Tomasza Ludwickiego do czasowego wykonywania czynności Prezesa Zarządu PLL LOT na okres nie dłuższy niż 3 miesiące. Równocześnie Zarząd postanowił
o ustanowieniu Michała Fijoła prokurentem Spółki” – poinformowało w poniedziałek (2 grudnia) wieczorem biuro prasowe PLL LOT.
Dr Ludwicki jest Dyrektorem i wykładowcą Programu Executive MBA na Uniwersytecie Warszawskim, a także Wydziału Zarządzania Uniwersytetu Warszawskiego oraz asesorem w Association of MBAs. Realizował projekty doradcze dla wiodących firm polskich i korporacji międzynarodowych poświęcone formułowaniu i wdrażaniu strategii, projektowaniu procesów i struktur organizacyjnych.

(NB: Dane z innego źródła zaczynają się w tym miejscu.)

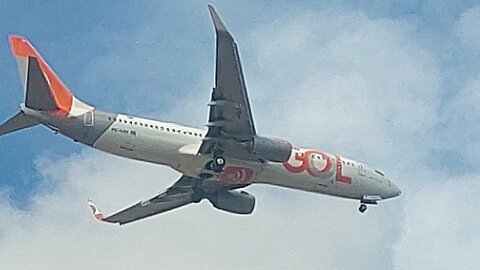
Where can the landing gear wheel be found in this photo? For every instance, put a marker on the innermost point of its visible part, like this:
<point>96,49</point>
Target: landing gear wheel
<point>219,161</point>
<point>362,208</point>
<point>216,164</point>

W dalszej części komunikatu możemy przeczytać, że „Wcześniej Michał Fijoł złożył rezygnację z funkcji Prezesa PLL LOT, co pozwoli na rozwianie wątpliwości prawnych powstałych na skutek ubiegłotygodniowych wydarzeń w Spółce. Po przyjęciu rezygnacji Prezesa, Rada Nadzorcza podjęła decyzję o wszczęciu postępowań kwalifikacyjnych na stanowiska Prezesa Zarządu oraz Członka Zarządu ds. Finansowo-Ekonomicznych”. Na swoim stanowisku pozostaje Dorota Dmuchowska odpowiadające w zarządzie za kwestie operacyjne.
Zmiany są już widoczne na stronie PLL LOT w zakładce zarząd znajdziemy biogramy zarówno Tomasz Ludwickiego i Doroty Dmuchowskiej, jak i Michała Fijoła.

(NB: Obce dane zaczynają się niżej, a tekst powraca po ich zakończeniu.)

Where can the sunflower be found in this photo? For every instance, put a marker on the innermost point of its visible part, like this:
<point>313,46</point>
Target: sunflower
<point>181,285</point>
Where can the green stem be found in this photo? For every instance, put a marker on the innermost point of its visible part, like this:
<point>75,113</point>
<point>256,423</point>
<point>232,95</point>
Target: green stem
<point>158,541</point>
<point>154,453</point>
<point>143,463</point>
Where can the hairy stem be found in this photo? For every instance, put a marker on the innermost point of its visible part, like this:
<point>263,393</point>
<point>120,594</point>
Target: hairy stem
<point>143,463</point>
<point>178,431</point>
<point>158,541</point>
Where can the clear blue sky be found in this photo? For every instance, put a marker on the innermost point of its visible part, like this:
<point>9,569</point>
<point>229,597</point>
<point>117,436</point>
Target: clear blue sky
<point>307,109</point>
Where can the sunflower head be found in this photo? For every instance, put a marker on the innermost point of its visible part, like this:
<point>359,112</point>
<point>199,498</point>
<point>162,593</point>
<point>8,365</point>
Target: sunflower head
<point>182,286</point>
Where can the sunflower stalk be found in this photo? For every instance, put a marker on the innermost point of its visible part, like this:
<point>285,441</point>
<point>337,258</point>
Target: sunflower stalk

– Gdzie dwóch prawników, tam trzy opinie. Dla mnie sprawa była jasna, ale być może dla pełnej jasności sytuacji i żeby nikt nie miał w przyszłości choć ćwierć powodu do podważania decyzji prezesa dobrze było przyjąć takie rozwiązanie. O tym, że Michał Fijoł jest czysty i ma zaufanie Właściciela świadczy fakt powierzenia mu nowej roli. Teraz jak najszybciej trzeba skompletować pełny zarząd – mówi Adrian Furgalski, prezes zarządu Zespołu Doradców Gospodarczych TOR.
Zaskakujące odwołanie
Prezes zarządu PLL LOT Michał Fijoł został odwołany ze stanowiska 26 listopada, a na stronie przewoźnika pojawił się komunikat rady nadzorczej, że decyzję podjęto w związku z wynikami postępowań audytowych. Media donosiły jednak o tlącym się sporze wewnątrz koalicji oraz braku porozumienia pomiędzy prezesem LOT a wiceministrem z resortu aktywów państwowych Jackiem Bartmińskim związanym z Polską 2050 Szymona Hołowni.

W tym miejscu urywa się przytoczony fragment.